Dave Martin, Senior Manager Cyber Security, Logica Business Consulting
We all use the worldwide web from home, office and from our smartphones. These devices allow access to information worldwide from virtually anywhere and at any time.
Recently I’ve been thinking about my own personal usage of the internet and how it’s affected when I’m travelling abroad. I still use my personal email and access personal documents regardless of where I am in the world. I still buy goods from the likes of Amazon and through eBay, but I’ve started thinking about the how truly worldwide the web is and how it differs depending on where I am in the world and how sites and legislation vary.
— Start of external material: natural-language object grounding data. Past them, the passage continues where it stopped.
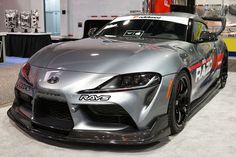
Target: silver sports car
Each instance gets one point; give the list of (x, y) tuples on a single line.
[(134, 81)]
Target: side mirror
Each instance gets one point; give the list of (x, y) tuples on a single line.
[(92, 31), (207, 36)]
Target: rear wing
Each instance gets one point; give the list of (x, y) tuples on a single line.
[(220, 27)]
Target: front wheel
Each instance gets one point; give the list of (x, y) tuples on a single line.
[(224, 71), (179, 102)]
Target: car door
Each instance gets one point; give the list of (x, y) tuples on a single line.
[(203, 71)]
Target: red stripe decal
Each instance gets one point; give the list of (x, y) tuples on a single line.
[(199, 64)]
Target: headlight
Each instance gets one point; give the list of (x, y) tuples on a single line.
[(131, 81), (25, 71)]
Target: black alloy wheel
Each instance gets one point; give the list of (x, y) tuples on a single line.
[(179, 102)]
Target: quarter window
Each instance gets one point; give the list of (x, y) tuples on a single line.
[(198, 28)]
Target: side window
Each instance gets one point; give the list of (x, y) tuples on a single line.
[(198, 28)]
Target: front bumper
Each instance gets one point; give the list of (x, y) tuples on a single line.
[(125, 137)]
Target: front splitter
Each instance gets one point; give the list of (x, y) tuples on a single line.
[(85, 136)]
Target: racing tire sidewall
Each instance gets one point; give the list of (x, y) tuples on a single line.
[(224, 71), (174, 127)]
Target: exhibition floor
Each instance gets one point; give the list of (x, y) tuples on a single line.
[(211, 132)]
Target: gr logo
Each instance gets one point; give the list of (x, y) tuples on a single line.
[(94, 97)]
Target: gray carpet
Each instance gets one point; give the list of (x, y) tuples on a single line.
[(8, 77)]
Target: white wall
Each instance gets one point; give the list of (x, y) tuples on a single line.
[(21, 5), (80, 10)]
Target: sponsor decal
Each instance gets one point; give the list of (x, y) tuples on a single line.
[(94, 97), (203, 70)]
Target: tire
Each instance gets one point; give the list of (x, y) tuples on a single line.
[(232, 9), (179, 102), (224, 71)]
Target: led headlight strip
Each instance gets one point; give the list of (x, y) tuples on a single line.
[(128, 82)]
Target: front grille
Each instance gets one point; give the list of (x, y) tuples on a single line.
[(108, 114), (52, 114), (109, 110)]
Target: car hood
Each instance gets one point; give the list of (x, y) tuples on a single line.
[(107, 56)]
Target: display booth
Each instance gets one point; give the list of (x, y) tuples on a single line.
[(26, 44), (2, 47)]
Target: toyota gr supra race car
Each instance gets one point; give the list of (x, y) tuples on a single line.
[(134, 81)]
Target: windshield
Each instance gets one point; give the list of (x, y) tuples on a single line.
[(144, 28)]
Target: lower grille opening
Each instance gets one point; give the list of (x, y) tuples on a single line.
[(108, 114), (24, 100), (52, 114)]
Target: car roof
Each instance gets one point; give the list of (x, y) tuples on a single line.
[(177, 14)]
For example, I frequently take business trips to Scandinavia. Being British, I do still like to keep up-to-date with the news back in the UK. I can happily fire up the BBC iPlayer on my laptop and listen to Radio 4 in the morning and PM in the evening. I can even access comedy on Radio 4 Extra, but then the limits start to hit. Although I can download a programme, via iPlayer, from BBC1 and, providing I start watching it before I leave the UK (so that the digital rights are sorted out) I can watch it in Oslo; however I can’t download the programme in Oslo…
I haven’t changed.
My PC hasn’t changed.
I’m still a UK taxpayer, paying for the BBC; that hasn’t changed. All that has changed is that I’m outside the UK. Likewise, if I access the BBC website in the UK, it’s advert free; when abroad, there are adverts. It must be that my position is being tracked and used to change my view of the web based on where I am.
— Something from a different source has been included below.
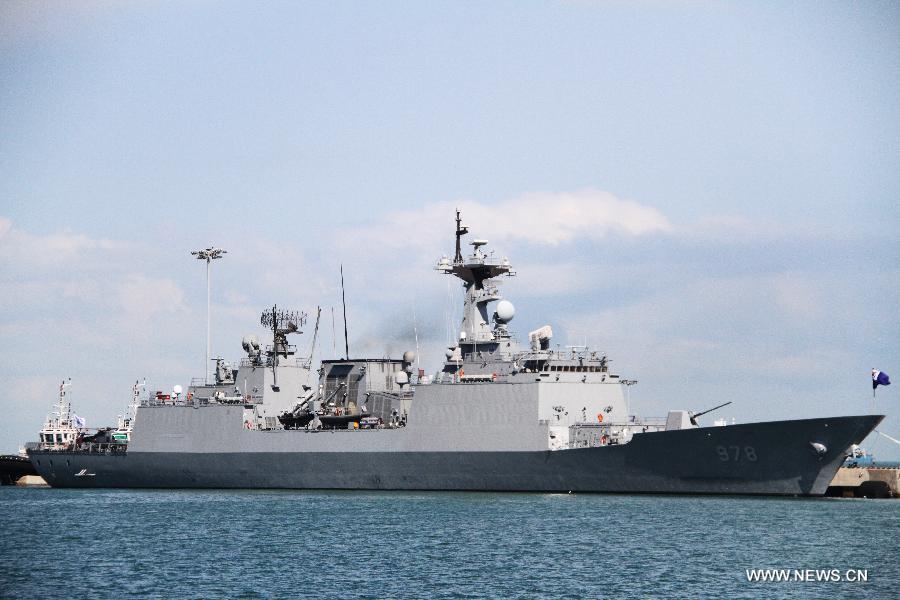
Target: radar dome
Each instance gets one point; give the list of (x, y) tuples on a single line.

I can understand the reasoning behind all of the above as it’s designed to ensure that those who pay for the BBC in the UK aren’t also paying for other parts of the world where the BBC might want to sell its programmes to subsidise new productions.
Realising that my position in the world changes my view of the web, I’ve started thinking about how my location also affects the legal aspects of my usage. For example, if I’m in the United States and start accessing personal information on a server in the UK, am I now guilty of exporting personal information outside the EEA in contravention of the UK Data Protection Act? What about emails sent to me containing personal information that I now read outside the UK? Some of these I will have deliberately ‘pulled’ by accessing a web-based email service, but what if they’ve been ‘pushed’ to me on my smartphone? When I set up the rules for email downloads I couldn’t guess at all the information that people might send to me.
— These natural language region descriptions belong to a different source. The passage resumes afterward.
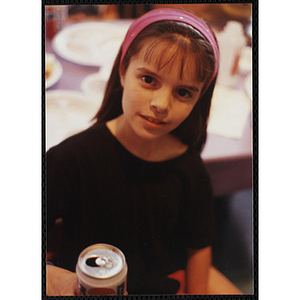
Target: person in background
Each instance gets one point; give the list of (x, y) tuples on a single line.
[(135, 179)]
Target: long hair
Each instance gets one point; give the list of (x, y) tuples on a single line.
[(189, 43)]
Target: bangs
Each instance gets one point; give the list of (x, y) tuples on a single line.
[(163, 53)]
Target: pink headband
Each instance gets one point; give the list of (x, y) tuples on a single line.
[(173, 15)]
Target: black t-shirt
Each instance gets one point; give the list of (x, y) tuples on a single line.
[(151, 211)]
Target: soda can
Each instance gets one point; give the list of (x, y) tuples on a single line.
[(101, 270)]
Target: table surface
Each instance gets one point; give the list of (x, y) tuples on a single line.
[(218, 151)]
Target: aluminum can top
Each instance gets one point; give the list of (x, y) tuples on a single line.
[(101, 261)]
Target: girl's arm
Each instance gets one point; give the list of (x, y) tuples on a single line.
[(60, 282), (198, 266), (203, 278)]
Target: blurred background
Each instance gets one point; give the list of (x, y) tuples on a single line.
[(81, 42)]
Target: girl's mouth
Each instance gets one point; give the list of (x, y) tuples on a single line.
[(153, 120)]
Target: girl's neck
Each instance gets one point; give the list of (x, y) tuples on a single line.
[(155, 150)]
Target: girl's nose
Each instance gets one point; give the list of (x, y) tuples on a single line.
[(161, 100)]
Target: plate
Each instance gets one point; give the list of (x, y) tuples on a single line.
[(67, 113), (94, 86), (248, 85), (54, 69), (90, 43)]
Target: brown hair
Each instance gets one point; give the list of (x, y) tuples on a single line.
[(188, 41)]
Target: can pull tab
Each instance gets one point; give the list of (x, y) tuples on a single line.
[(96, 261)]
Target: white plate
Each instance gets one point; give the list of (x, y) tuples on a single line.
[(67, 113), (90, 43), (94, 86), (56, 71), (248, 85)]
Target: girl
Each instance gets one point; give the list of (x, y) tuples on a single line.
[(135, 179)]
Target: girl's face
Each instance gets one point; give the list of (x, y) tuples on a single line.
[(156, 101)]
Likewise, when undertaking security reviews abroad, it often comes as a big surprise that someone in, say, India (who has never left India in their lives), could have committed a penal offence in the UK by attempting to perform an unauthorised action on a computer system in the UK. This is because, amongst other rules within the UK Computer Misuse Act, if you try to perform an unauthorised action on a computer in the UK, regardless of where you are in the world, you have committed an offence in the UK.
If this comes as a surprise to people abroad, I can’t possibly guess how many foreign laws I might be breaking just by accessing websites when I’m abroad. It’s well known that China will block my access to many sites to ensure that I only see an approved view of the world. But what if I manage to find a way of accessing these sites when in China, have I committed any offence in China? I don’t know. I can use common sense, but this is going to be no guarantee that I’m totally innocent under all foreign laws.
So what is my view of the ‘worldwide’ web now?
I probably don’t think of it as a single entity. More and more I have a mental picture of an ocean with island states within it, with the rules of communication between the islands varying depending on which island I am on. The laws affecting my usage depend on which island I’m on and which island the website is on (do I even know which island the website is on? Often I can only guess).
So, for my next trip abroad, as well as packing my smartphone, I think it might also be an idea to pack my favourite lawyer, just to be on the safe side and, in case you are wondering, my wife is that lawyer!